His future came to him on the wings of a bird. In 1997, eighteen people in Hong Kong fell ill after contracting an avian influenza of the type H5N1. Six of them died — one in three. By way of comparison, the Spanish Flu had killed approximately one in forty. The alarm was heard around the world. For the first time, an avian flu had shown itself transferrable directly to humans, without what had previously been seen as the requisite interim host, the pig. It looked like a catastrophe was on its way, but no one could predict whether it would claim six victims or sixty million. Some two million poultry birds were culled in the Hong Kong region alone.

That was the start. Change was in the air.

Edward made an appointment with Jaap Gerson, director of the Centre for Infectious Disease Control in Bilthoven. On his way to their meeting place at the hotel-restaurant beside the A1 highway, he thought about what Wigboldus had said: ‘The moment has slipped away. The originality has worn off. We have to re-invent ourselves, Ed, find something new. Be opportunistic. No need to be ashamed of that. Opportunism is good.'

Even before their gravy rolls and bread arrived, Jaap Gerson said: ‘I've always got room for someone like you.'

Edward said: ‘Remember that big demonstration in The Hague? I was watching TV in the canteen when you came and stood beside me. You said something I've never forgotten. Something along the lines of our not being destroyed by nuclear weapons, but by viruses.'

Gerson nodded. ‘I guess I could have said something just like that.'

For almost a year, Edward drove back and forth between Amsterdam and Bilthoven.
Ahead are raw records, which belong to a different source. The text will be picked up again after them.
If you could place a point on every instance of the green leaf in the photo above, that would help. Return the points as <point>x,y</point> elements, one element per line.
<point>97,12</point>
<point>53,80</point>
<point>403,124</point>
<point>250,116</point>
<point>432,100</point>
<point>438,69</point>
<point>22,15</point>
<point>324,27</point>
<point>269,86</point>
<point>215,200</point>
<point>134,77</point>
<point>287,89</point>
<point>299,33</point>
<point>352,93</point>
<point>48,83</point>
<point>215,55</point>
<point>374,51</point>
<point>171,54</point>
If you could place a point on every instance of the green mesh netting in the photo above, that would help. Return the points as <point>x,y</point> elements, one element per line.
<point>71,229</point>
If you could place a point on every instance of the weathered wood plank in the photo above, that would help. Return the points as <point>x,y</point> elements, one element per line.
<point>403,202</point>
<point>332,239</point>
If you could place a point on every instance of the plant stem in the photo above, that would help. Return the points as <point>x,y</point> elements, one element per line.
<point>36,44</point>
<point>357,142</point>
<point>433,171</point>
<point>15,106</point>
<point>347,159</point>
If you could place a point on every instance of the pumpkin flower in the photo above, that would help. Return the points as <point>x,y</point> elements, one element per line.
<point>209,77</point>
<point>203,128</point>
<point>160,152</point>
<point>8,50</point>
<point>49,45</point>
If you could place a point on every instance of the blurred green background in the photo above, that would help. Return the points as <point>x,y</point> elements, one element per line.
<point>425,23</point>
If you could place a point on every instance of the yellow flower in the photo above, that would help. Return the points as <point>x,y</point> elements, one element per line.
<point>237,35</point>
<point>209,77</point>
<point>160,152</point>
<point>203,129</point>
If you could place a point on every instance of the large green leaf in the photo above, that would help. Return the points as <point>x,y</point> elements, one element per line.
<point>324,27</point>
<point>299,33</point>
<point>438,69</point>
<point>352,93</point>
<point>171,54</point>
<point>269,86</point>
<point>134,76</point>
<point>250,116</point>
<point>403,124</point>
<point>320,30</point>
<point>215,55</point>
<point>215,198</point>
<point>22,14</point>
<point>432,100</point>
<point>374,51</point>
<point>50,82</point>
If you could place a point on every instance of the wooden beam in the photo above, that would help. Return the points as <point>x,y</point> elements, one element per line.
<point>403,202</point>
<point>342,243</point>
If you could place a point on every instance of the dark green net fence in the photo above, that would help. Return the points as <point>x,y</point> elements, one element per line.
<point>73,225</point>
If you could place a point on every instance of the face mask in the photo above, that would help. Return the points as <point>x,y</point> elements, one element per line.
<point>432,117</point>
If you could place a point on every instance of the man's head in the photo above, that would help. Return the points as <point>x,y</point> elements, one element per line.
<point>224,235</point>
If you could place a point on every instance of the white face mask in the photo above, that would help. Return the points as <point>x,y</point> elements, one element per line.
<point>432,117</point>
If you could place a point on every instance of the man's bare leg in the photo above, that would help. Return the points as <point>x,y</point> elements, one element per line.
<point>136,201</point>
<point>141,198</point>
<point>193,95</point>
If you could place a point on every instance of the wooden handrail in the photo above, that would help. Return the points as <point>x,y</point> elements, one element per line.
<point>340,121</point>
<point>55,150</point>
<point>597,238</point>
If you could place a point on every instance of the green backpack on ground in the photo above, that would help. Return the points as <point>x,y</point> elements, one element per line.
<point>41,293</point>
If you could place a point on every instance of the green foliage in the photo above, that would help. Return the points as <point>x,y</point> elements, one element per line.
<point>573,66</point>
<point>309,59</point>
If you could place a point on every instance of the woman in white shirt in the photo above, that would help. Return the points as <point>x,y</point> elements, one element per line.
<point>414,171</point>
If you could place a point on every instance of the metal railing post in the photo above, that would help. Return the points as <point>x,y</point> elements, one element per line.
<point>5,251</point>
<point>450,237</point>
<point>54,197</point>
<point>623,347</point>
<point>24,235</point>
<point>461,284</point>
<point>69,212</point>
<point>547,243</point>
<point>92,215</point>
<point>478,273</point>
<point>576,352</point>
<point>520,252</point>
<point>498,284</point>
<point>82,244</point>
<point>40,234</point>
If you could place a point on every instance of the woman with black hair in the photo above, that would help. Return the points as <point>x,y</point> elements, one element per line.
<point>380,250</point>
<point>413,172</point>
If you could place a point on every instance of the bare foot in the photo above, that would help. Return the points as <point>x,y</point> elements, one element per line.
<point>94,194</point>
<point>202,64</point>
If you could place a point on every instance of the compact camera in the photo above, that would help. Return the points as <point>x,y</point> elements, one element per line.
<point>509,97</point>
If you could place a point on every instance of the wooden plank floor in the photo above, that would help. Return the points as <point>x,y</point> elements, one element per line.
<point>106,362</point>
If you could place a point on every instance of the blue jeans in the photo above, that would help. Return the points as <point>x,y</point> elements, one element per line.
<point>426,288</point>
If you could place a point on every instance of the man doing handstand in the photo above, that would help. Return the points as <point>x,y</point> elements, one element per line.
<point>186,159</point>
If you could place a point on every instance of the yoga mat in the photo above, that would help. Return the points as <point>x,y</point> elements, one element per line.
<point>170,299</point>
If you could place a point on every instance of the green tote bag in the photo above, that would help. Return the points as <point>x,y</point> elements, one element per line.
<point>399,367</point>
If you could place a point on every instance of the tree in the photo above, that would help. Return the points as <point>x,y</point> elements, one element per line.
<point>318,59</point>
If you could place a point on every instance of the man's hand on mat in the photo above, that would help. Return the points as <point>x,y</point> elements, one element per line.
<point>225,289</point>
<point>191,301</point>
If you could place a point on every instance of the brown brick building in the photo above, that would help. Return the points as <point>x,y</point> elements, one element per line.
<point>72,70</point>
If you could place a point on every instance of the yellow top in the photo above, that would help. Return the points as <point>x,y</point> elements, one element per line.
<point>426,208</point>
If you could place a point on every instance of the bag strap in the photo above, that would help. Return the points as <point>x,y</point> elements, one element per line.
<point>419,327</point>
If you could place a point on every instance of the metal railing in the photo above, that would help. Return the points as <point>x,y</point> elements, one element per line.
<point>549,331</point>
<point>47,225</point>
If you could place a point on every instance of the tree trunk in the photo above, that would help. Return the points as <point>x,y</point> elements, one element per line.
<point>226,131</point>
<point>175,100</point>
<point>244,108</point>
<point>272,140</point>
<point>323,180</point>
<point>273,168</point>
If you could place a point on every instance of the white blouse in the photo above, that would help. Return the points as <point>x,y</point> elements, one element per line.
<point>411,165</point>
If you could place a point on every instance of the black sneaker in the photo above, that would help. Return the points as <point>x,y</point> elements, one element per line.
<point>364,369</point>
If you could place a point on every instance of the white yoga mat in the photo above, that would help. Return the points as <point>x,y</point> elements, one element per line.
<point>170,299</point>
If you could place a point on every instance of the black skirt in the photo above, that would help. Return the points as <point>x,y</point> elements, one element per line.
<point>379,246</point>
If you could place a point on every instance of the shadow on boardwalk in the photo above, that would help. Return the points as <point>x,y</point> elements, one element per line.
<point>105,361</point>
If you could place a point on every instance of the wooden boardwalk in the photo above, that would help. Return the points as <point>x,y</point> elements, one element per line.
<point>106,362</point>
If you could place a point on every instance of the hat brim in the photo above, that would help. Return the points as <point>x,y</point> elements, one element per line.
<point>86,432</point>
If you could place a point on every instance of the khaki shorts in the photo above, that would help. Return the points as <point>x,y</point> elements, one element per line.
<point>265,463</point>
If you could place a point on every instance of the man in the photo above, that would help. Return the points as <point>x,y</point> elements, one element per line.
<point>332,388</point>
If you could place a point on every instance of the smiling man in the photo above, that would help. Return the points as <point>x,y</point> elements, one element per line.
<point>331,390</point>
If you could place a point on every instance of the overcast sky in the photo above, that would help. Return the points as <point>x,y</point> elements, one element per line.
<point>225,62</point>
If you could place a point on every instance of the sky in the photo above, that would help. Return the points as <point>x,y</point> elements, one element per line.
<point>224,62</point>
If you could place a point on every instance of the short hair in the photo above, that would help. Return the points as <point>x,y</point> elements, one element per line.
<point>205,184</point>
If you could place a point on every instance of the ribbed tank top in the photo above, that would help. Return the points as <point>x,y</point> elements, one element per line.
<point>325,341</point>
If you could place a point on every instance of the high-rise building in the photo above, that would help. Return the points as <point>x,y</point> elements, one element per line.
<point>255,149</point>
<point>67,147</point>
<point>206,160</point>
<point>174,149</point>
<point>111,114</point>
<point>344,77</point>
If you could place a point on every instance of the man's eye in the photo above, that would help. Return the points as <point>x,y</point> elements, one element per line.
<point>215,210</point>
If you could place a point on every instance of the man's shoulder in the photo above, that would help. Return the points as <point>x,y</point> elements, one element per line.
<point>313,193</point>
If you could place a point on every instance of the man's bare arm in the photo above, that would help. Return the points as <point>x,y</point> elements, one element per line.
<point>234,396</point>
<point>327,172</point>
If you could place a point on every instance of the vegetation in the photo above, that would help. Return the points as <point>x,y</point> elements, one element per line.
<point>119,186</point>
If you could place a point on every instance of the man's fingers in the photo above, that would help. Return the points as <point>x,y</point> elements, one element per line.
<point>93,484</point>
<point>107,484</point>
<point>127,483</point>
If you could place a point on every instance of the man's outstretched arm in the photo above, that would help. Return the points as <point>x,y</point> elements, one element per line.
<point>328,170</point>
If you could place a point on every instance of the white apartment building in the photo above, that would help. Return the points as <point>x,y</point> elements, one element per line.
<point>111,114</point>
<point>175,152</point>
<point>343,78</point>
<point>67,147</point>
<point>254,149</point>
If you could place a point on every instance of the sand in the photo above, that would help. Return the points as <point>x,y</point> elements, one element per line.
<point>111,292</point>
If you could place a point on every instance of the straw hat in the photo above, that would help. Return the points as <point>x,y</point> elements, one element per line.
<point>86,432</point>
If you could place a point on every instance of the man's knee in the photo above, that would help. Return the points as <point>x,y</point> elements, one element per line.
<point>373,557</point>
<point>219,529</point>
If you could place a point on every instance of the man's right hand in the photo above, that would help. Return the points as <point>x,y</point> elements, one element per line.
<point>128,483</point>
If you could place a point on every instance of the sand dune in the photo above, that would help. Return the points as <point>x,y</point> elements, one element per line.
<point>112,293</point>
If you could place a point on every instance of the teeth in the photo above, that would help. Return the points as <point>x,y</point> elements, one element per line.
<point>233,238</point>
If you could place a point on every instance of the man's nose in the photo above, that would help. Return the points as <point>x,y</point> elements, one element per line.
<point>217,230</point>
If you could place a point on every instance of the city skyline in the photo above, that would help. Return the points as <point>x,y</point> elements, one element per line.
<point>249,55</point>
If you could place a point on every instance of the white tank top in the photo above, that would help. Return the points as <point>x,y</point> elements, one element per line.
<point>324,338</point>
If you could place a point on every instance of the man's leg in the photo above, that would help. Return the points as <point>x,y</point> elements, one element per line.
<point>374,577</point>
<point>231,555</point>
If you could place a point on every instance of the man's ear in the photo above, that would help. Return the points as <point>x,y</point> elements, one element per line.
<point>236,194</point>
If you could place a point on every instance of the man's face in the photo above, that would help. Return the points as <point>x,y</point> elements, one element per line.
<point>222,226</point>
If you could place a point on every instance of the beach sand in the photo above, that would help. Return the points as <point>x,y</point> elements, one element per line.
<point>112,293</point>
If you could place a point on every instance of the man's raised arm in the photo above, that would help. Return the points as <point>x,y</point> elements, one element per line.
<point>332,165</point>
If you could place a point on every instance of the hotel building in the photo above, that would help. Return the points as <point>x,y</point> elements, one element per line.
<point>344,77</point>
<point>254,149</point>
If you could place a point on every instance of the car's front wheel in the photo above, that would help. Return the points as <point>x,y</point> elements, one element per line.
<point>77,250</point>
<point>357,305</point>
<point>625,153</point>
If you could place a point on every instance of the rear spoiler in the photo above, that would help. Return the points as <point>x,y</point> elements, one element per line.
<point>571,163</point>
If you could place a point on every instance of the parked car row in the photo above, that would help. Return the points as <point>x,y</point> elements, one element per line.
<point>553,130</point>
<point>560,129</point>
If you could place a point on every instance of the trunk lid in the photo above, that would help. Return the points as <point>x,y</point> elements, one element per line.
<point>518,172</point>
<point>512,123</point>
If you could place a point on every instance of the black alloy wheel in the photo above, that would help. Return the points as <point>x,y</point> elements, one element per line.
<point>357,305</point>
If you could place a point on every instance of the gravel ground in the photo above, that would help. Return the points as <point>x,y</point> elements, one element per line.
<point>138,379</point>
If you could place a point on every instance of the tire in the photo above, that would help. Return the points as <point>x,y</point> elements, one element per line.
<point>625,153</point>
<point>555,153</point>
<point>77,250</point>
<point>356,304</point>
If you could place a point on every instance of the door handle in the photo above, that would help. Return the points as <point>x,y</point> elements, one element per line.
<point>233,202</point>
Then he moved to Utrecht, to a house with a garden beside Wilhelmina Park. He furnished it sparsely; when he came home in the evening, he sometimes had the feeling he was visiting a stranger. When he looked at the lives others led, he felt envious of their comfortable homes and their loves, the children they had. From that moment on, they formed closed units, focusing on themselves, their backs half-turned to the world. You lost them for a long time. Some of them you never got back at all.